How it works
You log into the “head” or “submit” node via ssh using you favorite terminal or terminal emulator. In your working directory on this node you have all the things you need to run your program: data, libraries, scripts, and software you’ll be using to run your job.
You may need to test run your job using an interactive session – see the interactive session section of this site. Once you are clear as to what your program needs for resources, you create a bash script (.sh file) that will list the instructions for your job, including the actual command to execute your job, and be read by the cluster scheduler commonly referred to as SLURM (Simple Linux Utility for Resource Management).

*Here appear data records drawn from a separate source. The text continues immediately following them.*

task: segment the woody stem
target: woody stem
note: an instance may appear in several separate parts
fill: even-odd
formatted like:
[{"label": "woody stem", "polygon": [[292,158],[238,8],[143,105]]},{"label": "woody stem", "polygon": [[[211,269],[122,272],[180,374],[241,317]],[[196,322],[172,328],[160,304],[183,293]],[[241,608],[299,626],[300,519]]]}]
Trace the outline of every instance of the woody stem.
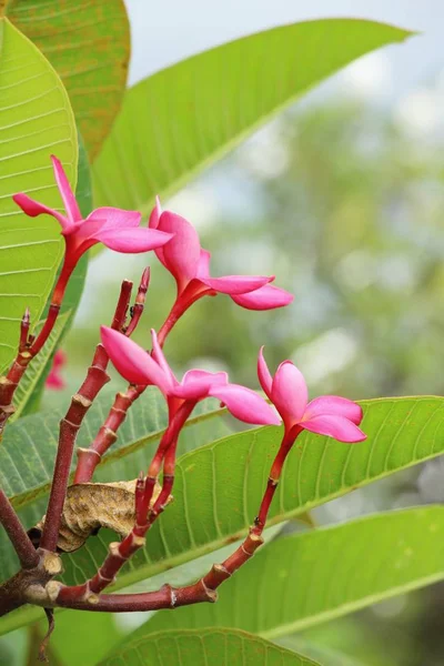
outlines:
[{"label": "woody stem", "polygon": [[32,568],[39,562],[39,555],[24,532],[19,516],[2,490],[0,490],[0,523],[4,527],[11,544],[20,559],[22,568]]},{"label": "woody stem", "polygon": [[[168,468],[170,471],[174,470],[174,452],[179,433],[193,407],[194,403],[185,402],[178,410],[160,441],[153,462],[150,465],[149,476],[147,477],[145,483],[143,483],[143,478],[138,481],[135,491],[135,522],[130,534],[125,536],[122,542],[113,542],[109,545],[109,553],[102,566],[92,578],[82,585],[61,586],[57,596],[58,603],[59,601],[73,602],[75,599],[90,599],[90,603],[95,604],[98,598],[97,595],[114,581],[124,563],[145,544],[144,536],[168,503],[172,481],[174,478],[171,475],[164,475],[161,493],[152,507],[151,515],[149,515],[161,462],[165,455],[169,456]],[[170,453],[170,451],[172,451],[172,453]]]},{"label": "woody stem", "polygon": [[[121,285],[120,296],[115,307],[112,322],[113,327],[120,329],[124,325],[131,297],[131,289],[132,283],[124,280]],[[108,363],[109,356],[104,347],[99,344],[95,349],[92,363],[88,369],[87,377],[79,389],[79,392],[72,396],[71,405],[64,418],[60,422],[59,445],[47,516],[40,542],[41,547],[47,551],[56,551],[57,547],[77,435],[92,402],[103,386],[110,381],[110,377],[107,374]]]}]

After your job is submitted to the scheduler, it will locate other computers (nodes) that have available processors and memory for your job’s needs. You do not need to log into these nodes – SLURM will send your job out to the nodes, and any results/output you are looking for will be written to the working directory from which you submitted the job. You will receive an email when your job actually starts, and when it completes, with our without failures.
All of these steps are described in the User’s Guide section of this site.

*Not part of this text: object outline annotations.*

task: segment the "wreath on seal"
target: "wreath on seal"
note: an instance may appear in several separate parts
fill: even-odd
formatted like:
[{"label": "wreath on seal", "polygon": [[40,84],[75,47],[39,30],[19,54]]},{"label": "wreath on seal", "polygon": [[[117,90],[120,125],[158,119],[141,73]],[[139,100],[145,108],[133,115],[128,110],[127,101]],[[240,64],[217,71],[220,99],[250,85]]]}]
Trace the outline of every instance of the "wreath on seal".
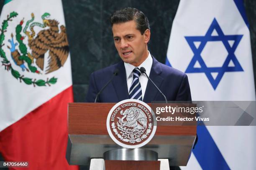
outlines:
[{"label": "wreath on seal", "polygon": [[[147,129],[146,132],[145,134],[143,134],[143,135],[142,135],[142,136],[139,137],[138,138],[137,138],[134,139],[129,139],[124,138],[123,137],[123,135],[121,135],[119,133],[118,133],[118,131],[115,128],[116,128],[114,122],[113,122],[111,124],[111,127],[112,129],[113,129],[113,131],[115,132],[115,134],[117,135],[118,138],[124,142],[129,142],[131,143],[135,143],[136,142],[140,142],[142,140],[143,140],[144,139],[146,139],[147,138],[147,137],[149,133],[150,133],[150,132],[151,132],[151,129],[152,129],[152,125],[151,123],[148,123],[148,128]],[[120,129],[120,128],[122,128],[121,126],[120,125],[119,125],[118,126],[118,129],[122,131],[122,130]],[[126,130],[126,129],[125,130]]]}]

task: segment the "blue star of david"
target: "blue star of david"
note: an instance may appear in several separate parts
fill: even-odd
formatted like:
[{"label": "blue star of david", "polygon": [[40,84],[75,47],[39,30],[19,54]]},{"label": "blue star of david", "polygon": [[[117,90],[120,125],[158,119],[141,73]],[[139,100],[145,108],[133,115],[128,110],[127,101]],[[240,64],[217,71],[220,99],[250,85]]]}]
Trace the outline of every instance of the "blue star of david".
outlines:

The cluster is currently made up of 13 CPU compute nodes, one GPU node with a total of 8 NVIDIA RTX 2080 Ti cards (for deep learning and machine learning tasks), two submit nodes with storage, and two high-speed direct attached storage nodes. Each compute node consists of two Intel Xeon E5-2680 v3 @ 2.50GHz CPU’s and 128 GB of RAM, and with hyper-threading there are total cluster resources of 624 cores and 1.7 terabytes of RAM available. For HPC work using MPI, high speed Infiniband interconnects are also available for true parallel processing procedures with speeds around 40Gbps.